Fidelity also may recommend its proprietary funds when giving plan-level fiduciary advice, another sticking point with some advisers. As with recommendations to proprietary IRAs, Fidelity can do this by using a mechanism of the DOL regulation known as the best-interest contract exemption, which allows firms to make recommendations otherwise deemed conflicted as long as they adhere to certain requirements.

“It kind of seems to muddy the water in terms of what’s a conflict of interest, and that’s what the whole regulation was trying to get to the bottom of,” said Chad Larsen, president and CEO of MRP, a registered investment adviser with more than $3 billion in retirement plan assets.

Some record keepers, such as Wells Fargo Institutional Retirement and Trust offer plan-level fiduciary services, too. But Wells doesn’t offer proprietary funds, for example.

“It is not surprising to me that varying levels of compliance efforts are materializing among providers in the market,” said Andrew Oringer, co-chair of the employee benefits and executive compensation group at Dechert, a law firm.

“I do not think it should be assumed that any particular approach when viewed from the outside looking in is necessarily inadequate or insufficient,” Mr.

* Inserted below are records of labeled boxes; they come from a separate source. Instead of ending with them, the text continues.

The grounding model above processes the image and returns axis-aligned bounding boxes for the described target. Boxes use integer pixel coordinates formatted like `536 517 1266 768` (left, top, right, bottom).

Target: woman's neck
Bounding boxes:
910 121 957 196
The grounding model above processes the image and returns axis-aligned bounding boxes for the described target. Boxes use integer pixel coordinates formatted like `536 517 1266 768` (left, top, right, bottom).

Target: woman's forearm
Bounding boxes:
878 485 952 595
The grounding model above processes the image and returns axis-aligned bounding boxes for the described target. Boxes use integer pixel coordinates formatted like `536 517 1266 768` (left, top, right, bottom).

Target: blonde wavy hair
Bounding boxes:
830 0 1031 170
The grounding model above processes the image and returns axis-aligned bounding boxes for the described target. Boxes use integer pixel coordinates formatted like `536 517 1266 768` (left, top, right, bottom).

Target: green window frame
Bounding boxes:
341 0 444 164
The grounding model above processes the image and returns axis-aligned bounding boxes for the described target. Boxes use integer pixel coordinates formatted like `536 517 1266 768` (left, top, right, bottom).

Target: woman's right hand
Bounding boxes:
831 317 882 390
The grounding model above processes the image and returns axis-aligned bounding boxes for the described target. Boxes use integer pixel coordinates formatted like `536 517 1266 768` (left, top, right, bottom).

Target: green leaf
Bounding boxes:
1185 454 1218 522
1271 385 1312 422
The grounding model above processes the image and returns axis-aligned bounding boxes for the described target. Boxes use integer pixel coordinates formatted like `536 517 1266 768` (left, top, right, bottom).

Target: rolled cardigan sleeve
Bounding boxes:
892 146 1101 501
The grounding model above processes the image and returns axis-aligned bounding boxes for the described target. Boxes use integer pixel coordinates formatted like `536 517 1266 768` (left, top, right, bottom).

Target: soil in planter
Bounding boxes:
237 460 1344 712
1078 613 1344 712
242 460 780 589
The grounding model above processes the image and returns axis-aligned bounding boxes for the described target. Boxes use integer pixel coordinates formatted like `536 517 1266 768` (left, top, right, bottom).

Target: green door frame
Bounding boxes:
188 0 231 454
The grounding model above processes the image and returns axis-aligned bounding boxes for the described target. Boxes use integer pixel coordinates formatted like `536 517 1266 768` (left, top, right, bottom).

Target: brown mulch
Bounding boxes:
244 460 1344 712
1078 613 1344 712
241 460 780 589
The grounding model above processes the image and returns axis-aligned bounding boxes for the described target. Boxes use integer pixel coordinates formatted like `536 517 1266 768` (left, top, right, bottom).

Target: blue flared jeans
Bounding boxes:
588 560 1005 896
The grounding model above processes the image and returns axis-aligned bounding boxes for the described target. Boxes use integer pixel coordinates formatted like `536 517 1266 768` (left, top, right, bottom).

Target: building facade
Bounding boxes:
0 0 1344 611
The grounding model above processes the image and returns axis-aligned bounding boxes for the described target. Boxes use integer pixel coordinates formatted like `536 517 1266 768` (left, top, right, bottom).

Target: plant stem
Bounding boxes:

Oringer added.

POINT-IN-TIME STATUS

There’s an additional source of adviser consternation: Fidelity taking on “point-in-time” fiduciary status at the plan level, for investment advice on the 401(k) fund menu.

“I think the reason most advisers are irked at Fidelity — and I don’t know that I’m irked, but I think they’re causing unnecessary confusion — is signing off as a fiduciary at the plan level, which I don’t think any of the other providers are doing,” said Susan Shoemaker, a partner at Plante Moran Financial Advisors.

Fidelity is planning to do this for plans with less than $50 million in qualified retirement assets and without a fiduciary adviser when the rule comes into force.

Advisers question how Fidelity can take fiduciary status at a point in time, which they call a restricted fiduciary duty, that would cover an initial fund recommendation but leave the 401(k) plan sponsor with responsibility for ongoing monitoring.

That offers little protection for plan sponsors and could confuse clients, advisers said.

“For me, it’s super conflicted with what a basic fiduciary is,” said Shawna Christiansen, a retirement consultant at Retirement Benefits Group.

Observers say Fidelity has historically distributed services direct to plan sponsors, rather than through retirement plan advisers, and that this is a return to form.

“For plans in which an advisor is acting in a fiduciary capacity, Fidelity will not,” Mr. Metters of Fidelity said. “We will respect that relationship. For plans where the advisor is not [acting as a fiduciary], we can fill that fiduciary gap because doing so is in the best interest of our customers and what they’re asking for.”

Indeed, the aforementioned business changes only seem to apply to those plans on the firm’s legacy direct-sold platform, in which distribution is direct to plan sponsors rather than through advisers. However, many of these plans do have advisers.

But some advisers concede the fiduciary rule has put all providers in a difficult position.

“I don’t like that [Fidelity is] a point-in-time fiduciary, but I respect the reason they are doing it,” said Aaron Pottichen, retirement services practice leader at CLS Partners.

Ms. Shoemaker agreed about the point-in-time fiduciary status.

“I don’t like it, but does that mean Fidelity isn’t a good provider? No,” she said. “There isn’t a perfect provider. If I could find one I’d be a happy woman.”